Photo of the Year 2014 – Catalonia’s independence vote. pic.twitter.com/bzagXVQTLO
— Otto Ozols (@OttoOzols) November 9, 2014
Best wishes to Catalonia tomorrow #SÍSÍ #Catalunya #Independencia #9N #ViscaLaTerra pic.twitter.com/fpQoOhaHyd
— Short Strand (@Short_Strand) November 8, 2014
That’s because the world finally has a handle on what Catalonia is. As Catalan resident Matthew Tree wrote:
For 30 years, explaining the reality of Catalonia—its diversity, its sense of being a country, its own language, its literature, its culture, its very existence—to foreigners has fallen on deaf ears. Or in this case, wilfully deaf ears—because so little information about Catalonia has been allowed to leak into the outside world, it has often been viewed with suspicious disinterest by foreign observers. By voting for its independence, then, we all felt we had done our bit to inch Catalonia out of the hiding place where history, aided by Spanish central power, has squirrelled it away for so long.
The Internet age is about empowerment and leveling playing fields, unquestionably a societal net positive. But the problem is that the Internet age is fiercely agnostic about the world it broadcasts.
In 2011, Facebook and Twitter were nestled at the heart of the Arab Spring’s organizational structure as countries like Tunisia, Egypt, Libya, Yemen, and Syria enjoyed unrelated uprisings and protests against authoritarian powers.
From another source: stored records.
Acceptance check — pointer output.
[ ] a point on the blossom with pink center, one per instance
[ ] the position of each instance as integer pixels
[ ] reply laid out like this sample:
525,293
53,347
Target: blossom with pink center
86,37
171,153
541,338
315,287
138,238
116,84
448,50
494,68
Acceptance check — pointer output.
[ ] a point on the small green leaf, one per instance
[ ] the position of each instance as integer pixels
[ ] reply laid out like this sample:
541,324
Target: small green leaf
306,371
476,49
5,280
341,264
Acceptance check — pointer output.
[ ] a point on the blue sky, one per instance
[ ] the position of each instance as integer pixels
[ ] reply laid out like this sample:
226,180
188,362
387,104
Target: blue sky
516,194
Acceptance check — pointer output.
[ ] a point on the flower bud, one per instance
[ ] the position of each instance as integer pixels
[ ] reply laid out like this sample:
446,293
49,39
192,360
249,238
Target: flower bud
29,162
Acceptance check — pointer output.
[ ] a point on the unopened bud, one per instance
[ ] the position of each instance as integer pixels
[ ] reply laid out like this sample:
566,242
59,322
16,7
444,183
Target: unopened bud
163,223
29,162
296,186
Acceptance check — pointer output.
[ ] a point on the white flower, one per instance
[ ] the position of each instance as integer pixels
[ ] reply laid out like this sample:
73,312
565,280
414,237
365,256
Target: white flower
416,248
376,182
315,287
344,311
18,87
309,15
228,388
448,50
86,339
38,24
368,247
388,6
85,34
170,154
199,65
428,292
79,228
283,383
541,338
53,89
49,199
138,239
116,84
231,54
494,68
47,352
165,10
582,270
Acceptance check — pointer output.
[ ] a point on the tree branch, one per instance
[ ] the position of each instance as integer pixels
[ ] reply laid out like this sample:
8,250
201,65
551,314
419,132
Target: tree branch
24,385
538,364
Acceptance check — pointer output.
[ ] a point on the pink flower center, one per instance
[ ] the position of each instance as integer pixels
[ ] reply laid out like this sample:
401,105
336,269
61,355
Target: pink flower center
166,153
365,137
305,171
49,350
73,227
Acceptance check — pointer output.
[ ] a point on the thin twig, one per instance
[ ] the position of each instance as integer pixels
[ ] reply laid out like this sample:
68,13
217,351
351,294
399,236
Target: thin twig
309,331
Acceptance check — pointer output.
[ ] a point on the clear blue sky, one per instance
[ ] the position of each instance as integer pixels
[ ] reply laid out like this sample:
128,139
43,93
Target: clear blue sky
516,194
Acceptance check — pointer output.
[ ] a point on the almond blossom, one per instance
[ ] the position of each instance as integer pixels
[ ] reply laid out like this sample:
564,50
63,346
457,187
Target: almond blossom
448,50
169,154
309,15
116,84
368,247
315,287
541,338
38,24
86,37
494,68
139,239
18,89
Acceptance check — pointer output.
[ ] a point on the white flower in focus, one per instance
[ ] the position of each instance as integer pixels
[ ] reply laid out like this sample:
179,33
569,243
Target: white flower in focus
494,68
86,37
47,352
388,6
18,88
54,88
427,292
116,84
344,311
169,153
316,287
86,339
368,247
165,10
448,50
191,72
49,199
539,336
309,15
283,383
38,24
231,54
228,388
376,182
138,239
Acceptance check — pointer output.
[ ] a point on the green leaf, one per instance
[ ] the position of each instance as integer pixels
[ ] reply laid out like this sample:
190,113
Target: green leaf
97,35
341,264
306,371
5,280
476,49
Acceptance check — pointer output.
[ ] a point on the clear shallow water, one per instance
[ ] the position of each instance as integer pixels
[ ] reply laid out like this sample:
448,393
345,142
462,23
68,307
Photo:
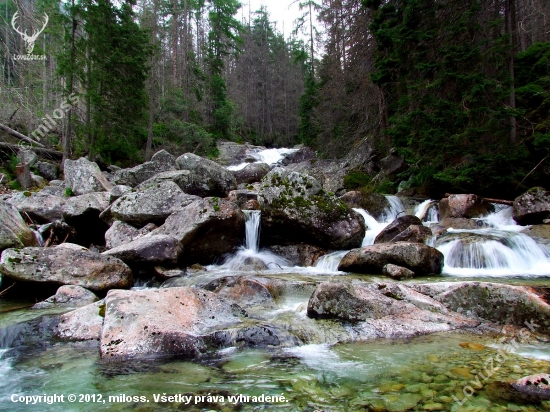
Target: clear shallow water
384,375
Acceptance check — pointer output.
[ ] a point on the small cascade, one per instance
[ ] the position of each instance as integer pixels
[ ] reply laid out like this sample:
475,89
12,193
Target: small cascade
374,227
39,239
269,156
250,257
427,211
252,229
499,250
329,262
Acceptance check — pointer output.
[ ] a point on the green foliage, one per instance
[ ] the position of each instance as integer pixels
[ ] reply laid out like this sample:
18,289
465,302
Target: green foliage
446,83
533,94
As BBC News World Affairs editor John Simpson hinted at this week, it brought chaotic, devastating noise with unclear winners and losers.
At its least consequential, a magnified onslaught of banalities bloats things. This summer, as Scotland grappled with existential crisis—and whether to stick it out with the United Kingdom or go solo—hip musicians became trend-setting philosophers on both sides of the issue. The Internet rampantly collected opinions from whimsical indie rockers, and someone felt compelled to ask the dude from Glasvegas what he thought.
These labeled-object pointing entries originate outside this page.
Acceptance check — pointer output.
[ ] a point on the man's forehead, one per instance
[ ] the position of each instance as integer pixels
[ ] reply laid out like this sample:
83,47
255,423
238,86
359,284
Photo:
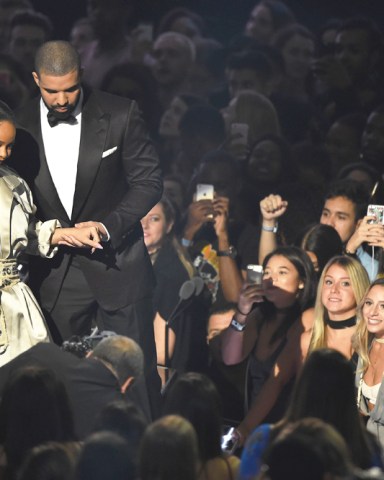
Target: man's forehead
339,204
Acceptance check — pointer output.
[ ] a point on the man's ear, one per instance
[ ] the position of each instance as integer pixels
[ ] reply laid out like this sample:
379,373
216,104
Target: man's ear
36,78
127,384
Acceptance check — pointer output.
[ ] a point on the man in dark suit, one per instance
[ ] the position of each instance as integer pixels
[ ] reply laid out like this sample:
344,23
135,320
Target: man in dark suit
109,373
87,154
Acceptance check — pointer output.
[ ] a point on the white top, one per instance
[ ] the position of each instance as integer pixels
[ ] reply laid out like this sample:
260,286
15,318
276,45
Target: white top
370,392
61,145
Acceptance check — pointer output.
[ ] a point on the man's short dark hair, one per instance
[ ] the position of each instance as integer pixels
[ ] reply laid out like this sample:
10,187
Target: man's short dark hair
353,191
375,37
57,58
123,354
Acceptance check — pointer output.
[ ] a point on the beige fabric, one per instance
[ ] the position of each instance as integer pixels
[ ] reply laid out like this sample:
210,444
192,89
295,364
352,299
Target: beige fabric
21,320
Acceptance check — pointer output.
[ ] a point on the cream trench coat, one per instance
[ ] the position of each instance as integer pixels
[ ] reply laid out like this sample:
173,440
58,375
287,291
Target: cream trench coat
22,324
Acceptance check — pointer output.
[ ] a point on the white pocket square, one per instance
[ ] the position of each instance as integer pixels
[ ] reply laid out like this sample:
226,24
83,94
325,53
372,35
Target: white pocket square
109,152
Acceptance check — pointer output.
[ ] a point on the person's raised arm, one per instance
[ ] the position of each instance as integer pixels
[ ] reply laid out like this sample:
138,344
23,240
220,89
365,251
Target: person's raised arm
239,338
271,207
230,275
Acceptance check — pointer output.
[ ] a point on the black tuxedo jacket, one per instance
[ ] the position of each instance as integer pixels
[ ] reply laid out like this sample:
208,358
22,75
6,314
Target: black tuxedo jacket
118,182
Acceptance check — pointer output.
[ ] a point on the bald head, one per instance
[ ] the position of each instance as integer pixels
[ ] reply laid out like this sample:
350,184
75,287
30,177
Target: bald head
57,58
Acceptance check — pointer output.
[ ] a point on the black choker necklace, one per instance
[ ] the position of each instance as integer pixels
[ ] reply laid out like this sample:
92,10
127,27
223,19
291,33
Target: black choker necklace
339,324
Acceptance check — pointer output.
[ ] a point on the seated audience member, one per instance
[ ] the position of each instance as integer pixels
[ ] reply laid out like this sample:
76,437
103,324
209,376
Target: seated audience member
202,130
341,287
174,335
173,54
106,455
367,175
169,450
321,242
297,46
206,74
323,390
135,81
14,85
250,70
266,18
344,209
111,45
34,409
368,341
266,329
168,129
372,141
195,397
81,33
51,461
28,31
268,167
125,419
309,448
184,21
112,371
343,141
352,85
257,113
7,9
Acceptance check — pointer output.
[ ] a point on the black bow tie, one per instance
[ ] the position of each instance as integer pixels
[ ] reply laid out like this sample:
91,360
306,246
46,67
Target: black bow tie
53,120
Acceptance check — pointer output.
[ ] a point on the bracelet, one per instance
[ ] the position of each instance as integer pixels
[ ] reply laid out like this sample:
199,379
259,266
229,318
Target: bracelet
239,327
241,313
270,229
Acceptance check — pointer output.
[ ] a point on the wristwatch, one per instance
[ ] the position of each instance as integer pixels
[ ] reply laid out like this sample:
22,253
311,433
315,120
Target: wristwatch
231,252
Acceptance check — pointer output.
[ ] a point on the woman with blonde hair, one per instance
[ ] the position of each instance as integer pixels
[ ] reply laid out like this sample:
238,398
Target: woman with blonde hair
342,285
369,344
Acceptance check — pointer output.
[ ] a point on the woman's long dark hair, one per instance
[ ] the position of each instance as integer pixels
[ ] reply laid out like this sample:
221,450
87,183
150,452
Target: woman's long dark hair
325,389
The only important issue in Catalonia isn’t about centuries of conflict, or nationalism, but how a brand new member of the European Union would expect to function and thrive.
Like any good state’s rights issue, economic factors stir the paella pot. Catalonia’s politicians want their wealthy state to not have to deal with the rest of Spain’s debt-ridden baggage. As The Economist is quick to note, the decades-long hypothetical, armchair separatist initiative was powered by two recent factors: “Spain’s economic woes and a 2010 Constitutional Court decision to strike out part of a renewed charter of self-government that had been approved at referendum.”
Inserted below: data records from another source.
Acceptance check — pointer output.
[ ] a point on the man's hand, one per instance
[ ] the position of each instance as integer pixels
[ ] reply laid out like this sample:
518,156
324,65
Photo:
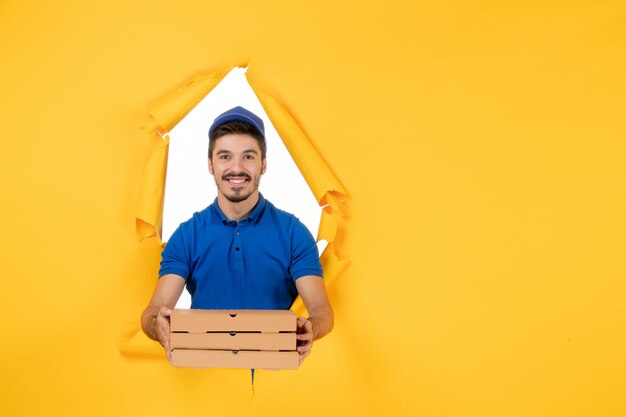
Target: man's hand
321,317
304,337
155,320
161,329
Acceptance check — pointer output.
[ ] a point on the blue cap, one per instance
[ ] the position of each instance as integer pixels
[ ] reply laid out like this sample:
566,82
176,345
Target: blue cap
238,114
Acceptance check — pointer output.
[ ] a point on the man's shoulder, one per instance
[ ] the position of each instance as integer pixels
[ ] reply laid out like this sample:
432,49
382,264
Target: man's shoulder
198,219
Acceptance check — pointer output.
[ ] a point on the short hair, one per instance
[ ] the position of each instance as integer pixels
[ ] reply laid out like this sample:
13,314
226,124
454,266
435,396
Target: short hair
237,127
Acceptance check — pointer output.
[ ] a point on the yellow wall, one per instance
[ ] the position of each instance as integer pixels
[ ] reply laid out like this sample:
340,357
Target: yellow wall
483,147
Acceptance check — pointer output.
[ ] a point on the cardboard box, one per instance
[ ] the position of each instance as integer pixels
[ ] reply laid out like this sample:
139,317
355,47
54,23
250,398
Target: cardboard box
202,321
234,339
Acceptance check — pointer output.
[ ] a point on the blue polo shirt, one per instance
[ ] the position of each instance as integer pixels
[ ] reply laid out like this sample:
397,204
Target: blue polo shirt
250,264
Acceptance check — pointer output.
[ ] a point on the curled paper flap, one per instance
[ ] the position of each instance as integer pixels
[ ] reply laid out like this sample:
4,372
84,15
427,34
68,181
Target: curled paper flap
314,170
170,109
150,206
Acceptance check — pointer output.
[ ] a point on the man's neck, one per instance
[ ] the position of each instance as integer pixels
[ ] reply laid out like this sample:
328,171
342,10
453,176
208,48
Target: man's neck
237,211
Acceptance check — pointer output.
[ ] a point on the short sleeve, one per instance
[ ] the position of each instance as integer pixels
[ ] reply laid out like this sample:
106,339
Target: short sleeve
304,257
175,257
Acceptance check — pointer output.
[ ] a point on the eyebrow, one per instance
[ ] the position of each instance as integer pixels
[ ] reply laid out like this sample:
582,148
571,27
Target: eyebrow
223,151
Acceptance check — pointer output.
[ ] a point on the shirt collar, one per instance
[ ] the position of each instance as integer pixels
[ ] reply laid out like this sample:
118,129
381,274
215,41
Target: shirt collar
253,216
When the microphone is live, however, you have to pay attention to all things. Here in Austin, Texas, I’d love to laugh at certain hardliner libertarians, but articles about why 79-year-old former Texas congressman Ron Paul should be president won’t leave my timeline.
It’s worth hammering home how quickly these ideas can gain footholds in a place like Texas, where everything gets downvoted to oblivion by straight party ticket votes in rural and suburban areas. Former radio shock jock Dan Patrick, who is a documented racist, sexist homophobe, can just put an R next to his name on the ballot and become lieutenant governor.
Alex Jones went from cable access goofball that would come into my South Austin drive-thru window in a black SUV to order cheeseburgers in early 2002 to running an InfoWars media empire and enjoying a quarter million Twitter followers. Most alarmingly, the Texas Nationalist Movement got a voice on CNBC instead of a round of Pearls on the house so that the asshole at the end of the bar will shut the fuck up.
The noise and signal provided by the Internet age is where opportunity strikes. Catalonia’s is here.